Students and those straight out of school are also more inclined to trust that those who taught us “how” to do something had great evidence to support the “why” of doing something, as well as some form of proof that what we learned was “evidence-based.” My experience in the profession has caused me to believe these assumptions are rarely valid. Having learned what I have about the nature of dental education, I don’t think it’s fair to assume there was good evidence for the “why.”

When my bubble was burst about what I had learned in school and I began to question the entire profession, I began to ask those “why” questions. In reality, this is what “critical thinking” really is. Critical thinking requires questioning EVERYTHING—clear back to basic assumptions. First, I questioned whether the faces I produced with traditional treatments were better or worse esthetically after treatment. Looking at one of my former patients in the choir at our church made me feel totally guilty. Her caved-in mid-face made her look like a woman with no teeth. Coming to such a conclusion comes only after critical thinking—and believe me, I was critical of myself. It is one thing when another person shows such things in a lecture. It is yet another when you realize you were the person who did the treatment and have to sleep with the thought that you made someone look worse.

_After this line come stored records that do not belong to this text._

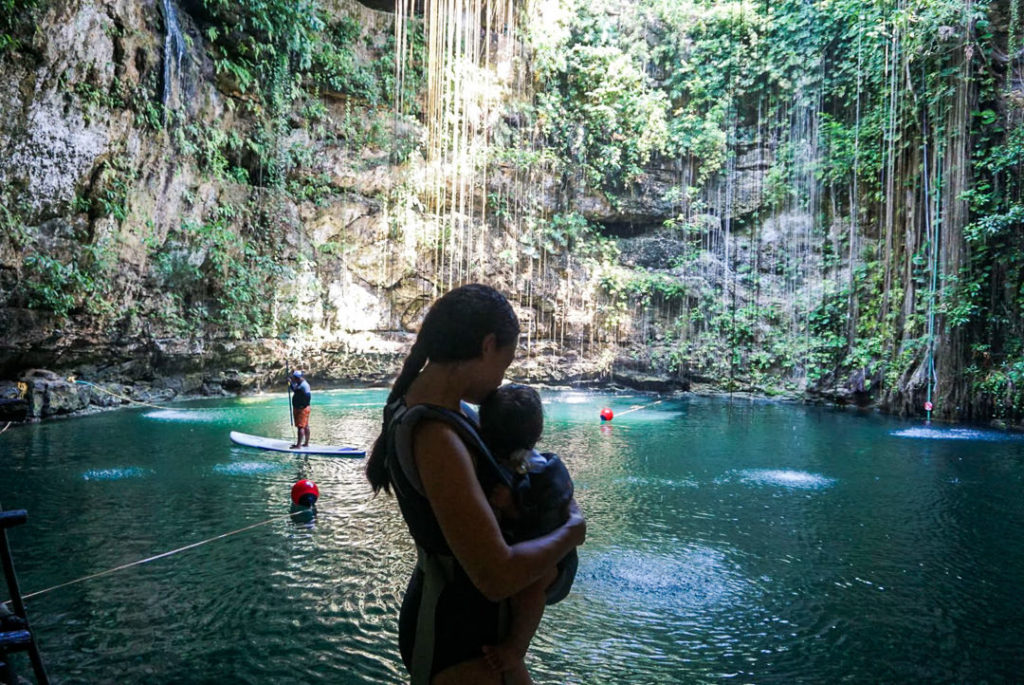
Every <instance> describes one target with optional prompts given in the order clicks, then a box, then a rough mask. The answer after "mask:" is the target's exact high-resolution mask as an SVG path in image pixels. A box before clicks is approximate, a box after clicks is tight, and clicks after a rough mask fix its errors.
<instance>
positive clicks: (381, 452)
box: [367, 284, 519, 494]
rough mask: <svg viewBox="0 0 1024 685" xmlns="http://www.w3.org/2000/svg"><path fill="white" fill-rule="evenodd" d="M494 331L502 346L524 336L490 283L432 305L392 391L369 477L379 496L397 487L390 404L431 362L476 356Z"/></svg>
mask: <svg viewBox="0 0 1024 685" xmlns="http://www.w3.org/2000/svg"><path fill="white" fill-rule="evenodd" d="M489 334H495V337H496V339H497V342H498V346H499V347H505V346H506V345H509V344H514V343H515V342H516V341H517V340H518V339H519V319H518V318H517V317H516V315H515V311H514V310H513V309H512V305H511V304H509V301H508V300H507V299H505V296H504V295H502V294H501V293H499V292H498V291H497V290H495V289H494V288H492V287H489V286H483V285H480V284H470V285H467V286H462V287H460V288H456V289H455V290H452V291H450V292H447V293H445V294H444V295H443V296H441V298H440V299H438V300H437V301H435V302H434V303H433V304H432V305H431V307H430V310H429V311H427V315H426V317H425V318H424V319H423V325H422V326H421V327H420V332H419V334H418V335H417V337H416V343H415V344H414V345H413V348H412V349H411V350H410V351H409V356H407V357H406V362H404V363H403V365H402V367H401V372H400V373H399V374H398V378H397V379H395V381H394V385H392V386H391V392H390V393H388V396H387V402H386V405H385V408H384V417H383V423H382V426H381V433H380V435H379V436H378V437H377V440H376V441H375V442H374V446H373V449H372V451H371V453H370V459H368V460H367V479H368V480H369V481H370V485H371V486H372V487H373V488H374V493H375V494H376V493H379V491H380V490H381V489H383V490H384V491H390V489H391V477H390V474H389V473H388V470H387V464H386V452H387V449H386V442H387V438H386V433H387V426H388V423H389V422H390V419H391V417H390V412H389V410H388V408H389V406H391V405H392V403H393V402H394V401H395V400H397V399H398V398H400V397H402V396H404V394H406V392H408V391H409V387H410V386H411V385H412V384H413V381H415V380H416V377H417V376H419V374H420V371H422V369H423V367H424V366H426V363H427V361H434V362H439V363H444V362H447V361H464V360H467V359H475V358H476V357H478V356H479V355H480V353H481V351H482V348H483V339H484V338H485V337H486V336H488V335H489Z"/></svg>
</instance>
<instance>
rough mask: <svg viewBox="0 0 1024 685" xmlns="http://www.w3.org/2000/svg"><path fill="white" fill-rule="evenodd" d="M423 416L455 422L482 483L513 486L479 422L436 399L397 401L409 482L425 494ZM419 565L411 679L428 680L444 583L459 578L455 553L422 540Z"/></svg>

Looking better or worse is one thing, but having a better airway is quite another since a person’s airway health can easily be correlated to longevity. Most people in the airway arena giving courses today are focused on various types of lateral expansion. Lateral expansion is necessary. There are legitimate unanswered questions about various types of lateral expansion—such as non-surgical or surgically assisted, or using TADs or not using TADs. The jury is still out on these questions. Sadly, most people promoting lateral expansion are suggesting that this is all that is needed to resolve sleep/breathing issues. In reality, lateral expansion is a necessary part of treatment but often fails miserably because the person recommending the treatment has not done the hard work of critical thinking to question why the person has a sleep/breathing problem in the first place. If one asks that critical question and digs deeper, they are likely to conclude, as I did nearly a decade ago, that there is much more to the problem. If we dig deep into the science behind why our faces are different than our ancestors’, we learn that our faces are further back than our ancestors’. This is an anteroposterior problem. Doing treatments which enhance forward development of the face and the teeth is more likely to result in improvements in the airway. My own critical thinking helped me summarize this issue in one simple statement: “You can’t expand your way out of an anteroposterior problem.”

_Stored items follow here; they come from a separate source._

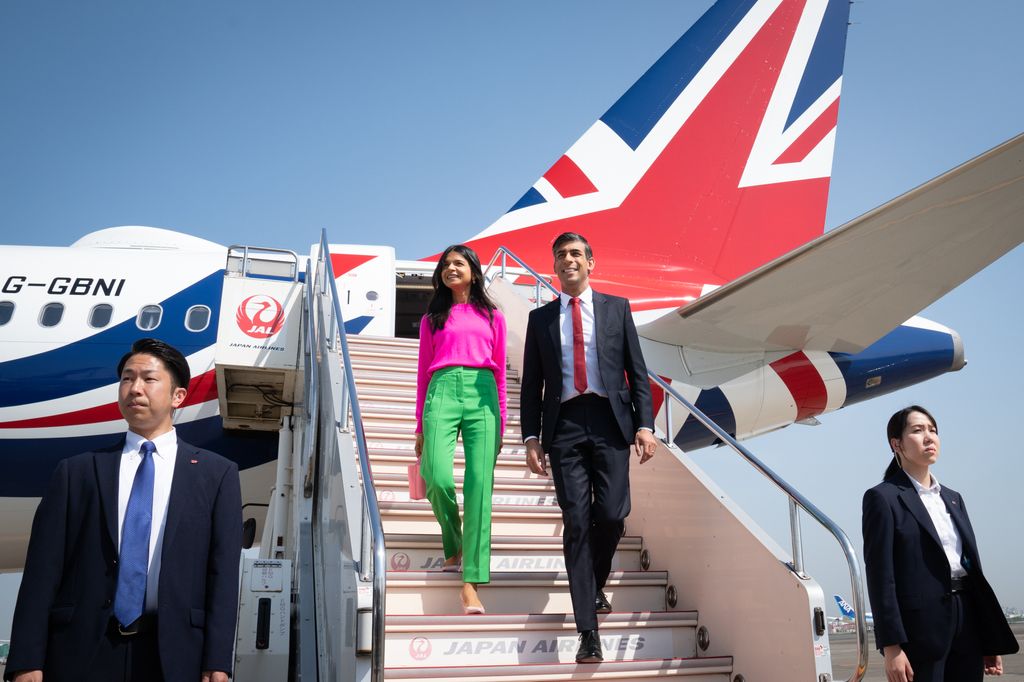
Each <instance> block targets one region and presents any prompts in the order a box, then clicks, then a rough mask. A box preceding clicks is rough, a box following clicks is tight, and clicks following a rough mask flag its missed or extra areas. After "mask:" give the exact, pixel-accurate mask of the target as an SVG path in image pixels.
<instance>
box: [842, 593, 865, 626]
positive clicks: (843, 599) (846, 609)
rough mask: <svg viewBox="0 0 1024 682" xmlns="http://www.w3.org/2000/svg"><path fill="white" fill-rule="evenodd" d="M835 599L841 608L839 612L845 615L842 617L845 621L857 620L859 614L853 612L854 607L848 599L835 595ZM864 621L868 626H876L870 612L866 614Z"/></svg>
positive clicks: (855, 620)
mask: <svg viewBox="0 0 1024 682" xmlns="http://www.w3.org/2000/svg"><path fill="white" fill-rule="evenodd" d="M833 599H835V600H836V605H837V606H839V612H840V613H842V614H843V616H842V617H843V619H845V620H847V621H856V620H857V612H856V611H855V610H853V606H851V605H850V603H849V602H848V601H847V600H846V599H844V598H843V597H842V596H841V595H838V594H834V595H833ZM864 621H865V622H866V623H867V625H868V626H871V625H874V619H873V617H872V616H871V612H870V611H865V612H864Z"/></svg>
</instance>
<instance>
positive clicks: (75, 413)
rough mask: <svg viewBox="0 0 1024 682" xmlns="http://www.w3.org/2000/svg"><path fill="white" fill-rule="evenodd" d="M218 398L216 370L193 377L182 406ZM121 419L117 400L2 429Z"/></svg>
mask: <svg viewBox="0 0 1024 682" xmlns="http://www.w3.org/2000/svg"><path fill="white" fill-rule="evenodd" d="M216 398H217V375H216V372H215V371H214V370H210V371H209V372H207V373H206V374H202V375H200V376H198V377H193V379H191V381H189V382H188V395H186V396H185V400H184V402H182V403H181V406H180V407H181V408H187V407H188V406H190V404H199V403H201V402H206V401H208V400H214V399H216ZM117 419H121V410H120V409H119V408H118V403H117V401H115V402H108V403H106V404H97V406H96V407H94V408H85V409H84V410H76V411H75V412H66V413H65V414H62V415H51V416H49V417H35V418H33V419H20V420H18V421H16V422H3V423H0V429H33V428H45V427H53V426H81V425H82V424H98V423H101V422H112V421H114V420H117Z"/></svg>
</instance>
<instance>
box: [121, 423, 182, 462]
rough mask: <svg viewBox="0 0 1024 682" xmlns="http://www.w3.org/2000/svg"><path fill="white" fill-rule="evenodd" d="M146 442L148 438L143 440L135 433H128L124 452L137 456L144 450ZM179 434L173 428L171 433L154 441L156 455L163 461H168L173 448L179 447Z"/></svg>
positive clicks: (160, 434) (163, 435)
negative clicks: (143, 447) (146, 440)
mask: <svg viewBox="0 0 1024 682" xmlns="http://www.w3.org/2000/svg"><path fill="white" fill-rule="evenodd" d="M146 440H147V438H143V437H142V436H140V435H139V434H137V433H135V432H134V431H128V433H127V434H125V447H124V451H123V452H124V453H134V454H135V455H137V454H138V453H139V452H140V451H141V450H142V443H143V442H145V441H146ZM177 442H178V436H177V432H176V431H175V430H174V427H171V430H170V431H168V432H167V433H161V434H160V435H159V436H157V437H156V438H154V439H153V444H154V445H156V446H157V450H156V453H155V454H156V455H157V457H159V458H161V459H167V458H168V457H169V456H170V454H171V452H172V446H173V445H177Z"/></svg>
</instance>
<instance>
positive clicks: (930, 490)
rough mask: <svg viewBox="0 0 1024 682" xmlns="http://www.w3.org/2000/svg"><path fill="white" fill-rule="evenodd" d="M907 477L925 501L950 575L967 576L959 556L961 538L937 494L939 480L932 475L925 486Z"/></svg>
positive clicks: (943, 503)
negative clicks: (945, 558)
mask: <svg viewBox="0 0 1024 682" xmlns="http://www.w3.org/2000/svg"><path fill="white" fill-rule="evenodd" d="M907 478H909V479H910V482H912V483H913V486H914V488H916V491H918V495H919V496H921V501H922V502H923V503H925V509H927V510H928V515H929V516H931V517H932V525H934V526H935V531H936V532H938V534H939V540H940V541H941V542H942V551H943V552H945V555H946V560H947V561H948V562H949V574H950V577H952V578H964V577H965V576H967V569H966V568H965V567H964V564H962V563H961V556H963V554H964V543H963V541H962V540H961V537H959V534H958V532H956V526H955V525H954V524H953V519H952V517H951V516H949V512H948V511H947V510H946V503H945V502H943V500H942V497H941V496H940V495H939V492H940V491H941V489H942V486H941V485H939V480H938V479H937V478H936V477H935V476H934V475H932V484H931V485H929V486H928V487H925V486H924V485H922V484H921V483H920V482H918V480H916V479H915V478H914V477H913V476H907Z"/></svg>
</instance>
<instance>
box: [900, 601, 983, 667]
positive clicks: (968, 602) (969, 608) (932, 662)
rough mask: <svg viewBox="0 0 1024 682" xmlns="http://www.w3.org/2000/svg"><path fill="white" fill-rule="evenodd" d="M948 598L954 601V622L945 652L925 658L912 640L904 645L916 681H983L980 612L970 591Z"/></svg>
mask: <svg viewBox="0 0 1024 682" xmlns="http://www.w3.org/2000/svg"><path fill="white" fill-rule="evenodd" d="M948 598H949V599H951V600H952V605H953V622H954V625H953V631H952V633H951V635H950V640H949V647H948V648H947V649H946V651H945V653H944V654H943V655H942V656H941V657H939V658H925V657H923V656H921V655H919V654H918V653H916V652H915V651H914V650H913V643H912V642H909V643H907V645H906V647H905V650H906V657H907V658H908V659H909V660H910V668H912V669H913V682H981V680H982V678H984V673H985V664H984V656H982V654H981V638H980V635H979V633H980V624H979V622H978V616H979V613H978V609H977V607H976V606H975V604H974V599H973V598H972V594H971V591H970V590H967V591H966V592H958V593H955V594H953V595H951V596H949V597H948Z"/></svg>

If we don’t all become critical thinkers, we continue to do our best at what is inadequate. What we need now is even more critical thinking to literally innovate ways that may help facilitate forward growth of the entire face. I’ve struggled with these thoughts, laying awake at night thinking about how to answer that question. I need help because my critical thinking hasn’t given me an answer. Perhaps you can come up with something I haven’t. I hope so.